I’m the first to move forward, squatting down beside the box and running my hand across the smooth wood. It’s a beautiful piece, something that I’d put at the end of my bed to store extra blankets in. I give it a pat.

“Don’t do it,” Chasm warns, standing behind me with his hands laced together behind his head. His face is chalk white and he looks half-ready to keel over. But I can’t just drop this trunk onto someone’s porch without knowing what I’m delivering; I can’t. “Dakota.”

I ignore him, turning back to the trunk and wetting my lower lip. The latch flips up easily, unlocked as it is. Bracing my hands on either side of the wooden lid, I lift it up, listening to the creaking of the old hardware.

It’s the smell that hits me first, that awful copper tang that seems to sit so heavily on the back of the tongue. I gag before I even realize what it is that I’m staring at: a dead girl. A dead girl in a familiar maid uniform, one that’s now stained with crimson. It isn’t Delphine, but the original maid—what did she say her name was? JJ? the girl I met on my second day here.
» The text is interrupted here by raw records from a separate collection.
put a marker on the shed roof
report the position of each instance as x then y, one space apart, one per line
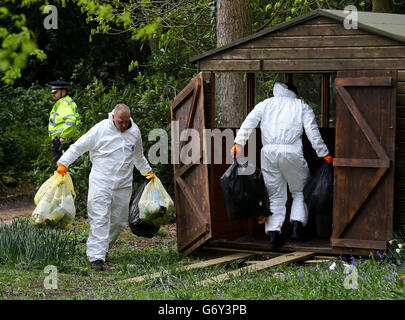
384 24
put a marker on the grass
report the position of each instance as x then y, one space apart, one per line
378 278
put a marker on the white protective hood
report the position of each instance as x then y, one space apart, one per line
282 120
113 153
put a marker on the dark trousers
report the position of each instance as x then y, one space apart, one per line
58 148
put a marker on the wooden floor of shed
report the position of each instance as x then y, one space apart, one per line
317 245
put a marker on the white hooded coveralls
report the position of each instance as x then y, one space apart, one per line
282 121
113 155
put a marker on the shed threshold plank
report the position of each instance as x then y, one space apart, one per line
260 265
202 264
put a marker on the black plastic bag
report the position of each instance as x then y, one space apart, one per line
245 194
318 192
138 227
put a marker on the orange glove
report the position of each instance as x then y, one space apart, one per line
328 159
150 175
236 149
62 170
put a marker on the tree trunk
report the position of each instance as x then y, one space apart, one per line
234 21
382 6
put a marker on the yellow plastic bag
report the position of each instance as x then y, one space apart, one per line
55 207
156 206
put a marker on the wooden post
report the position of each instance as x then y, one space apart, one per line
325 100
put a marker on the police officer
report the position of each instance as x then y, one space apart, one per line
63 119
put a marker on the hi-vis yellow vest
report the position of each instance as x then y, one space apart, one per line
64 118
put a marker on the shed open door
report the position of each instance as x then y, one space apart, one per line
364 159
190 171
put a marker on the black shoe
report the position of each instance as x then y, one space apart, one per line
297 232
274 240
97 265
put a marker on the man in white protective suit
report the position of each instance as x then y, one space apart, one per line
115 146
282 120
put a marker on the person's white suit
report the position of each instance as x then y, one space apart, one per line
113 155
282 121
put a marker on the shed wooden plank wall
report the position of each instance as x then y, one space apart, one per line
320 44
399 204
324 45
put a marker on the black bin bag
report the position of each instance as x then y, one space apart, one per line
318 192
138 227
245 194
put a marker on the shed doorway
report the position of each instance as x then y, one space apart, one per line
359 116
316 89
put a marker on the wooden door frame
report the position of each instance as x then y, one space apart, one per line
382 163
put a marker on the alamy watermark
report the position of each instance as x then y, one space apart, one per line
351 279
351 17
199 146
51 280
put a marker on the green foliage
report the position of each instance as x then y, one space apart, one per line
23 122
17 43
26 246
397 246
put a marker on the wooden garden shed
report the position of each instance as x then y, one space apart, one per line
360 102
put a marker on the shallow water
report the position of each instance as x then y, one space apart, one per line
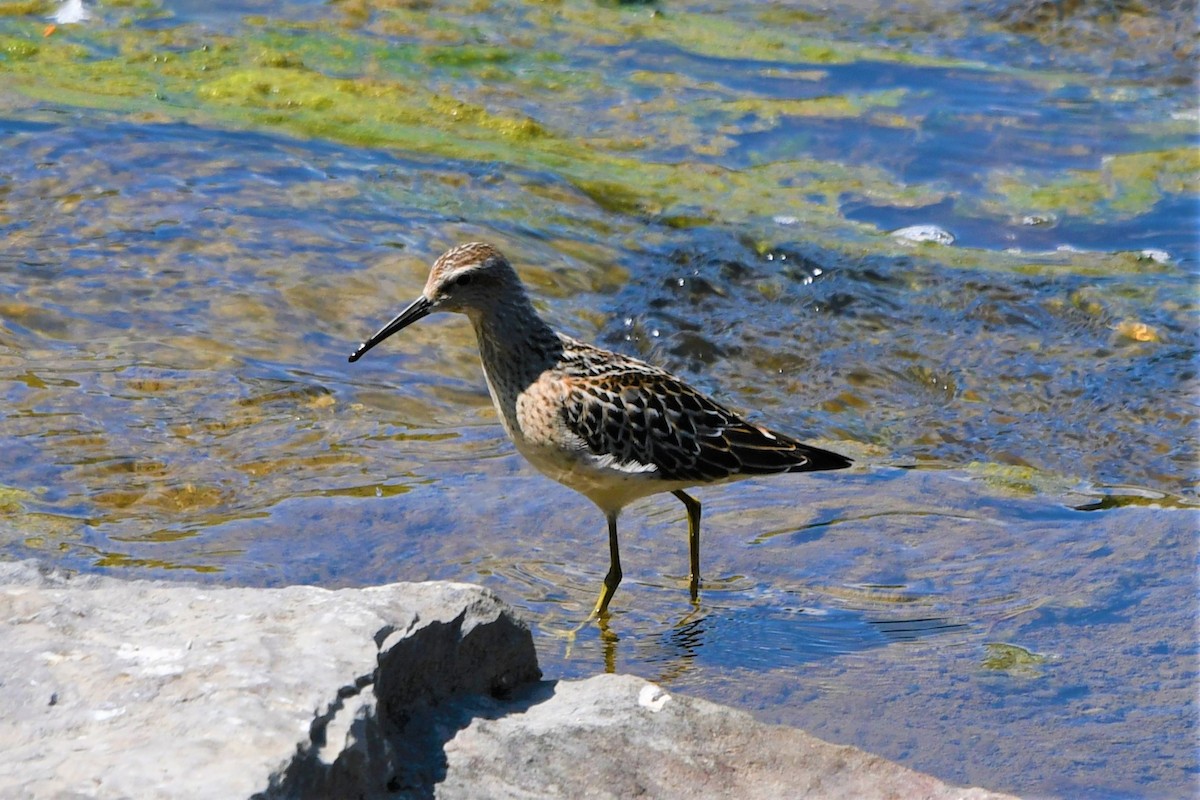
1001 593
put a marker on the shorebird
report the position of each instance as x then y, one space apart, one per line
609 426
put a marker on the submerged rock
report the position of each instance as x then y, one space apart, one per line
119 689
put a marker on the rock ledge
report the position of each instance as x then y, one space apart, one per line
117 689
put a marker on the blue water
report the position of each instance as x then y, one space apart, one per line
178 300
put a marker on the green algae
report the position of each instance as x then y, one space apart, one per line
1013 659
1125 186
442 90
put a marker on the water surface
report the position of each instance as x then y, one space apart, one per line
204 210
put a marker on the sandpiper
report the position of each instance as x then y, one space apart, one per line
606 425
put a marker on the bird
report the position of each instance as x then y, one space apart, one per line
610 426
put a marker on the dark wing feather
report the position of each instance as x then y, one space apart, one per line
642 416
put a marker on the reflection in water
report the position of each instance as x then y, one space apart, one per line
175 302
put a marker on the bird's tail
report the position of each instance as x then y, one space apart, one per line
819 459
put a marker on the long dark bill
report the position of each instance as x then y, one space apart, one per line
419 308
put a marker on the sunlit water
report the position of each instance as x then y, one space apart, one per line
1001 593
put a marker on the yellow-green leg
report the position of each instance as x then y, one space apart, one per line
612 579
693 506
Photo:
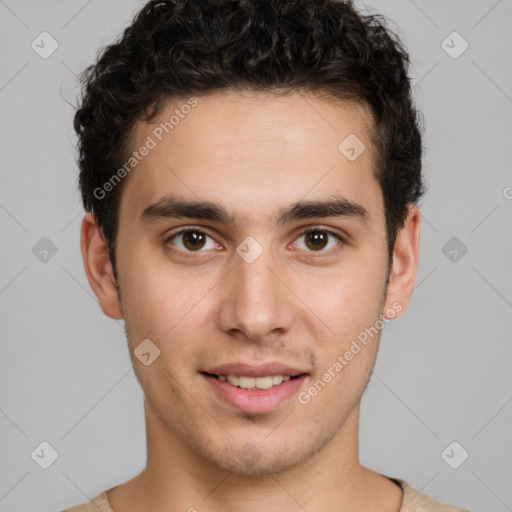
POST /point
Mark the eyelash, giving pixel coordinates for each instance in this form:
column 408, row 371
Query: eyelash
column 339, row 237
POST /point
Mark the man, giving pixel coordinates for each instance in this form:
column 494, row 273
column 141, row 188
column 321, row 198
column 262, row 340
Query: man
column 251, row 172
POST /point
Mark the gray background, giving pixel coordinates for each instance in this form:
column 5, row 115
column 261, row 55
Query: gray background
column 443, row 371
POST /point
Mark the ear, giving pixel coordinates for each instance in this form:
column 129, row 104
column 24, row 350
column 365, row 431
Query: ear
column 405, row 263
column 98, row 267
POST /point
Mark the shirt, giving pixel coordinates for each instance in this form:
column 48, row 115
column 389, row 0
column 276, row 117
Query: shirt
column 413, row 501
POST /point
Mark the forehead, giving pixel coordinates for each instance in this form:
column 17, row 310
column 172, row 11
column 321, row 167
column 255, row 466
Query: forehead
column 253, row 152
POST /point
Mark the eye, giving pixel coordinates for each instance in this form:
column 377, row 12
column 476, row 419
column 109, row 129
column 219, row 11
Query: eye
column 317, row 239
column 193, row 240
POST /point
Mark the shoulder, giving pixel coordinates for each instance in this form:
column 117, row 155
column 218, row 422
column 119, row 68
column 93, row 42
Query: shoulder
column 416, row 501
column 97, row 504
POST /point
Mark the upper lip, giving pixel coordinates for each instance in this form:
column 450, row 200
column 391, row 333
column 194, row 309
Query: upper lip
column 250, row 370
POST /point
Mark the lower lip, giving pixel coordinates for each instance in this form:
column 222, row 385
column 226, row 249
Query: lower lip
column 256, row 401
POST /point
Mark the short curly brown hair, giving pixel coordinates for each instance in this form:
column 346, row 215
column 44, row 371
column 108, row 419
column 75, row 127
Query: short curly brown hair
column 175, row 48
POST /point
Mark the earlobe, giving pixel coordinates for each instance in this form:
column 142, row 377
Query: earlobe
column 405, row 262
column 98, row 267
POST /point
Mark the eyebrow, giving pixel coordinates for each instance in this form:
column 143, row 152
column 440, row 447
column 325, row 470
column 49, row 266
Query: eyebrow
column 172, row 207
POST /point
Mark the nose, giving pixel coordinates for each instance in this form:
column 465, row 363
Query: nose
column 256, row 303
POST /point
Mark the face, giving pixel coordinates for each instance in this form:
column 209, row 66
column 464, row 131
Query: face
column 277, row 284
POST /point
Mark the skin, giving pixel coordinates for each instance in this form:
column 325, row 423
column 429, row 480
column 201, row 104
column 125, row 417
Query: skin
column 294, row 304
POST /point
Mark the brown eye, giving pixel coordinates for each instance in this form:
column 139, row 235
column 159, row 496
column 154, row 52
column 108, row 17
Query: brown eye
column 316, row 240
column 193, row 240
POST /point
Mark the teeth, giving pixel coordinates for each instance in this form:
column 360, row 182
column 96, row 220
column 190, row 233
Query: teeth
column 245, row 382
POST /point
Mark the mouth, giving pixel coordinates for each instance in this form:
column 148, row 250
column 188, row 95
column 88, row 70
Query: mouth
column 254, row 383
column 254, row 390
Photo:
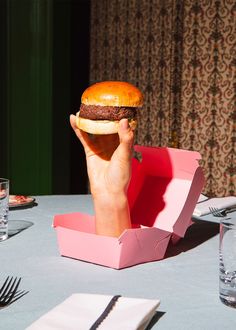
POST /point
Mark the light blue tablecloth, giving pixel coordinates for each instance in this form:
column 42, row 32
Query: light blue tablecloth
column 186, row 281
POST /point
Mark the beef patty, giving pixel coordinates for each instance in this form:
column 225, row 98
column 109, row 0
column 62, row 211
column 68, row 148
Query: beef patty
column 97, row 112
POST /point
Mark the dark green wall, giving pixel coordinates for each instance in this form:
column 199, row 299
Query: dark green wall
column 38, row 92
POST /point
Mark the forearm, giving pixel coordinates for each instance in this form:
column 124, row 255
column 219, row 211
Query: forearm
column 112, row 214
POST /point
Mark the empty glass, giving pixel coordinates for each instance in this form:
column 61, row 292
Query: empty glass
column 227, row 255
column 4, row 208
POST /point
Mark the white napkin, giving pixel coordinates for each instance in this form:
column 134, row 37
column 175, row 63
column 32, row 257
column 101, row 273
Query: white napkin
column 80, row 311
column 204, row 203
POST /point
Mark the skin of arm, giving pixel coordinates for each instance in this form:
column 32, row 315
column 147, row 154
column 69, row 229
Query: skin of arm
column 108, row 160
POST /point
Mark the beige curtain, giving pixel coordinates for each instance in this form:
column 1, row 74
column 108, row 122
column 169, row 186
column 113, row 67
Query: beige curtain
column 181, row 54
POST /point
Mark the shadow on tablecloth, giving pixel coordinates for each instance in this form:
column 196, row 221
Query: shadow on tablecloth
column 17, row 226
column 197, row 233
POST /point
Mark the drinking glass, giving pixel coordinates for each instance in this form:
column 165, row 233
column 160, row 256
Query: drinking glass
column 4, row 208
column 227, row 256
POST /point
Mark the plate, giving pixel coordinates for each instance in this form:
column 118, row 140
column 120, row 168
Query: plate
column 20, row 201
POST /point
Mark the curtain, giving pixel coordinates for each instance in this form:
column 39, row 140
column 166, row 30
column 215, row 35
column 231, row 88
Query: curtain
column 181, row 54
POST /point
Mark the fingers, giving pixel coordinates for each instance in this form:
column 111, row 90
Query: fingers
column 126, row 136
column 83, row 136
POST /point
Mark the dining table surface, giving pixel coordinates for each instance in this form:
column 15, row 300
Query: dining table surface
column 185, row 280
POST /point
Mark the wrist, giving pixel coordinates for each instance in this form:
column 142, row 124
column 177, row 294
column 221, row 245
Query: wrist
column 112, row 214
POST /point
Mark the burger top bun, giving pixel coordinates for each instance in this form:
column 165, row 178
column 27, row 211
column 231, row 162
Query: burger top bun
column 113, row 93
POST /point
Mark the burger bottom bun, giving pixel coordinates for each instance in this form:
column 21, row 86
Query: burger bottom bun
column 100, row 126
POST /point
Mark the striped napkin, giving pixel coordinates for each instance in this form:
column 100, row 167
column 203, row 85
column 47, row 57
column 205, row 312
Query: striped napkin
column 91, row 311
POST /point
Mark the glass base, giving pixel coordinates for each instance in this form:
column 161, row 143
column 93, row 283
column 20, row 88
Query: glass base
column 228, row 301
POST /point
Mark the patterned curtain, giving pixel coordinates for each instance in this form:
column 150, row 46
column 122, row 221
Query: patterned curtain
column 181, row 54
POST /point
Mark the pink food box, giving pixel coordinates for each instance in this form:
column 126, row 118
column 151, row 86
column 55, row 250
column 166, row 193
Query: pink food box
column 164, row 189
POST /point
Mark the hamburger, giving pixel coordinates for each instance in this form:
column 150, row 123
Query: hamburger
column 105, row 103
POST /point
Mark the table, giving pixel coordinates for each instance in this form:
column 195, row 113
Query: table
column 186, row 281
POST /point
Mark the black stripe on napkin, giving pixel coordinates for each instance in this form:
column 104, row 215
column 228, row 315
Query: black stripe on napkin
column 105, row 312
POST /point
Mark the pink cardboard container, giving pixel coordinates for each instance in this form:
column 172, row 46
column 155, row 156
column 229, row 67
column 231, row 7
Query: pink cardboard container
column 164, row 189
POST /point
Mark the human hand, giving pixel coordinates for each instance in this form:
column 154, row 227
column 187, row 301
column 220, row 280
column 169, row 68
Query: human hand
column 108, row 160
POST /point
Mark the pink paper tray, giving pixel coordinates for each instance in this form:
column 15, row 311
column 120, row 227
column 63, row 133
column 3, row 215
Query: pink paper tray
column 163, row 192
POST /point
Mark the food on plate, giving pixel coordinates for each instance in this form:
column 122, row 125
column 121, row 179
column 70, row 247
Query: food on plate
column 105, row 103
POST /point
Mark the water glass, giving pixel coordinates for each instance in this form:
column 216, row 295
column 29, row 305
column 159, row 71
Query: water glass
column 227, row 256
column 4, row 208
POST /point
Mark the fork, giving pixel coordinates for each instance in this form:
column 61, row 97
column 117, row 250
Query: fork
column 9, row 293
column 220, row 213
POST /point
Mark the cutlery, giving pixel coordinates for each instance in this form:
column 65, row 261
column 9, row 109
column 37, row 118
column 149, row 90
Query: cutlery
column 9, row 292
column 221, row 212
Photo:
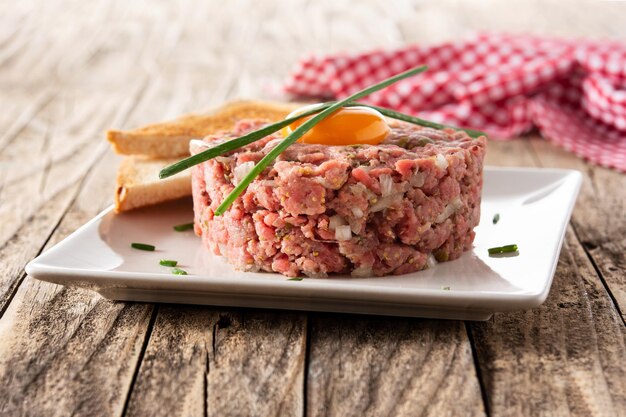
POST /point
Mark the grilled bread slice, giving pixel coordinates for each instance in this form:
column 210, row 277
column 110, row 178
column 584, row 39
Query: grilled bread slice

“Oh shit, oh shit, oh shit,” Chasm murmurs, and then he’s stumbling away and vomiting into the bushes. Me, I’m just fucking frozen there, staring down at the girl’s disturbingly white face, her parted lips, her glassy eyes. “I told you not to open it!” he screams at me, and a second later, the lid slams shut. I just barely manage to pull my hands away before my fingers are crushed. “Are you goddamn insane?!”

I’m still just sitting there, kneeling in the gravel and struggling to find my breath. Each inhale tastes like copper. I’m slowly suffocating, but I can’t move. I can’t think. It’s a struggle to stay conscious, to be quite honest. Every molecule inside of me screams for me to call the police, to call Tess, to do something other than what it is that I’m doing right now.

The thing is: my bio dad has made it quite clear what his rules are.

If I mess this up, Parrish dies. There is no part of me that’s unsure that he’d actually go through with it. I already know he will. This right here is a warning to me, a reminder that this isn’t just murder theater. He will go through with it. In fact, he has, on plenty of occasions.

I’ve never hated myself more than I do in that moment.

Chasm is pacing and cursing in Korean, running his fingers through his hair with wild, frantic movements. He knows as well as I do what has to happen here.

“Help me move this,” I say, somehow managing to find my feet even though my brain has shut off and my body’s gone numb. Chasm looks at me like I’m a crazy person.

“What the hell is wrong with you? I’m not fucking touching that thing.” He points to the chest with a gloved hand. His entire body is shaking, but he manages to put on a good show, looking more pissed off than anything else. “You really want to drop a dead body on someone’s doorstep? You think that’s a good idea?”